How to JavaDoc (efficient and maintainable) - 6 steps

Most of the JavaDoc comments are worthless. They describe redundantly already existing information and obvious facts. Many developers are indirectly forced (by e.g. QA) to write dumb Javadoc, only to increase some metrics. However this approach is really expensive, because:

  1. Someone has to write the JavaDoc
  2. ...and even worse - in the mainainance phase all developers are forced to filter out relevant things and ignore worthless information

The classic sample is:

/**

* This is a setter which sets the name

@param name - the name to be set

*/

public void setName(String name) {...

The already existing information from the method's signature is replicated to the javadoc. In my opinion such a javadoc is superfluos, every java developer knows what getters and setters are. The same anti-pattern is often applied to document other elements - not only obvious Java Bean "components".
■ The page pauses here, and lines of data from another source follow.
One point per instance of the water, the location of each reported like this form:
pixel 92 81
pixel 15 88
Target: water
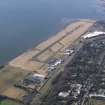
pixel 25 23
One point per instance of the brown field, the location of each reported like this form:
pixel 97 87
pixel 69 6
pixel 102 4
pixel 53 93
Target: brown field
pixel 45 55
pixel 50 47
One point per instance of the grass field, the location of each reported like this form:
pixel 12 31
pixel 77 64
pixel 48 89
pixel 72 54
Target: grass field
pixel 8 102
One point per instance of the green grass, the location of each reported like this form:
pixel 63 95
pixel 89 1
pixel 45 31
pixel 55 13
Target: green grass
pixel 8 102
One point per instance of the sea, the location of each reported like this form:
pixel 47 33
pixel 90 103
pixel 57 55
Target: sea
pixel 26 23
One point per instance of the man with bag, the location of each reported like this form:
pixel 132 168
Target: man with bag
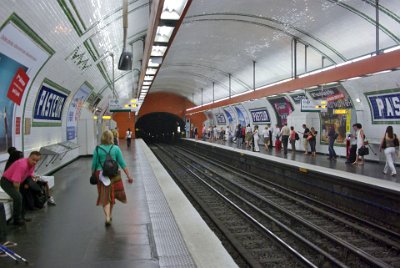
pixel 12 179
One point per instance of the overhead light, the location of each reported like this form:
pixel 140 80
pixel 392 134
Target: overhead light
pixel 125 61
pixel 172 9
pixel 158 51
pixel 151 71
pixel 163 34
pixel 154 62
pixel 389 49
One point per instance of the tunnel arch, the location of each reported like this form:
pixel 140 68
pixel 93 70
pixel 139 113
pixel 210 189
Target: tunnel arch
pixel 160 127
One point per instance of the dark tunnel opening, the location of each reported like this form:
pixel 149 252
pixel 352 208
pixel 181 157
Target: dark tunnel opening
pixel 160 127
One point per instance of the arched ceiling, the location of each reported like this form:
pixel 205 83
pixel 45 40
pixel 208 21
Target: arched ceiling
pixel 83 35
pixel 221 38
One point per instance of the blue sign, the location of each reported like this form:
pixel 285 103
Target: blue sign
pixel 385 107
pixel 220 119
pixel 260 116
pixel 49 104
pixel 70 133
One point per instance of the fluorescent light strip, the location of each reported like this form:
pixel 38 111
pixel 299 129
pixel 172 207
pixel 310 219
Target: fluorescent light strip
pixel 391 49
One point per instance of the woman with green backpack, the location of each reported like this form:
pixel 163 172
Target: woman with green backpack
pixel 106 159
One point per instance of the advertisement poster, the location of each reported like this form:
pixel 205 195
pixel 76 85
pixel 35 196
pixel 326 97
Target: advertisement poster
pixel 74 110
pixel 337 98
pixel 260 116
pixel 22 54
pixel 8 69
pixel 49 104
pixel 242 116
pixel 384 106
pixel 283 107
pixel 220 118
pixel 298 97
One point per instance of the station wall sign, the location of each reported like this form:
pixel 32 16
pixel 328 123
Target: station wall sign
pixel 260 116
pixel 49 104
pixel 384 106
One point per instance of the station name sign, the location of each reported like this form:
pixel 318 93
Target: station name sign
pixel 49 104
pixel 385 106
pixel 260 116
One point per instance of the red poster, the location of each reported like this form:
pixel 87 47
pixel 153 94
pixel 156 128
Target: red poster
pixel 17 87
pixel 17 125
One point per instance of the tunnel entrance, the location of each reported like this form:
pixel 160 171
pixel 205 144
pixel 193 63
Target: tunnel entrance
pixel 160 127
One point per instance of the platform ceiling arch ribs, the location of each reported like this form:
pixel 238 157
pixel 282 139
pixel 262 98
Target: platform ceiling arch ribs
pixel 207 41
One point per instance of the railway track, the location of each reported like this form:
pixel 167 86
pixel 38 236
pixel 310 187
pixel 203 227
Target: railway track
pixel 311 233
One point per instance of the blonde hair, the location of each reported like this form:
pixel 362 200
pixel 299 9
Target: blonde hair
pixel 107 137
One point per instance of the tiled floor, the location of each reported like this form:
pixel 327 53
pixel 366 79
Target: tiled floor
pixel 371 169
pixel 73 234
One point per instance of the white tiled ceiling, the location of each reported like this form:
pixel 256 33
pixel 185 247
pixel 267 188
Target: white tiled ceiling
pixel 218 38
pixel 88 29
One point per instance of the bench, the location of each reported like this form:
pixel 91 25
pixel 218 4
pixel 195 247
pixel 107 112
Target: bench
pixel 7 201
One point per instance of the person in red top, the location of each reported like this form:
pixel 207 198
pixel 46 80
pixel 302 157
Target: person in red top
pixel 12 179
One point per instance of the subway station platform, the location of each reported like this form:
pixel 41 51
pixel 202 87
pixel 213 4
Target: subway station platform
pixel 158 227
pixel 369 173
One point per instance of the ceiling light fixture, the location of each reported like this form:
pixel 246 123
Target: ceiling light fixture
pixel 125 61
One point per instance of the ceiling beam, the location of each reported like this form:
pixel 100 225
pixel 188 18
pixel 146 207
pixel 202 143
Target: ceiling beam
pixel 381 62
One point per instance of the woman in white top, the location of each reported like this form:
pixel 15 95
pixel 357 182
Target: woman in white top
pixel 266 137
pixel 256 138
pixel 128 137
pixel 389 144
pixel 360 142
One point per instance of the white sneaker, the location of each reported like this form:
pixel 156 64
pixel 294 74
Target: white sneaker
pixel 51 201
Instead of writing superfluos documentation, you could also introduce a new Javadoc tag or annotation to mark such use cases e.g. @Obvious. In this particular case the QAs should be happy with the doc coverage and developers could silently ignore the doc.

Really good javadoc should be written accoding to the following rules:

  1. Document the background knowledge, the intention and not the result
  2. Try to capture the concepts in a central place (e.g. wiki) - and only reference to the contents
  3. Document obvious facts with marker tags - don't describe them over and over again (be DRY) [see Marker Annotation in p4j5]
  4. Include in your documentation samples, how-to  etc. (source code rules)
  5. Don't allow default javadoc comments generated by the IDE
  6. Sometime "No Doc, is the Best Doc" - try to minimize the amount of documentation and describe only the key concepts.
Actually the same ideas for good OO systems can be applied for good documentation as well.

Comments:

When coding Java Beans and Entity beans, my big pet peeve is that I document (and annotate) the private fields, and there is no way to just absorb that documentation for the getters/setters. Since private access is typically not documentated by JavaDoc, this forces users to provide docs for getters and setters. And I hate that I need to document the same thing 3 times. Javadoc needs a strategy to deal with this problem.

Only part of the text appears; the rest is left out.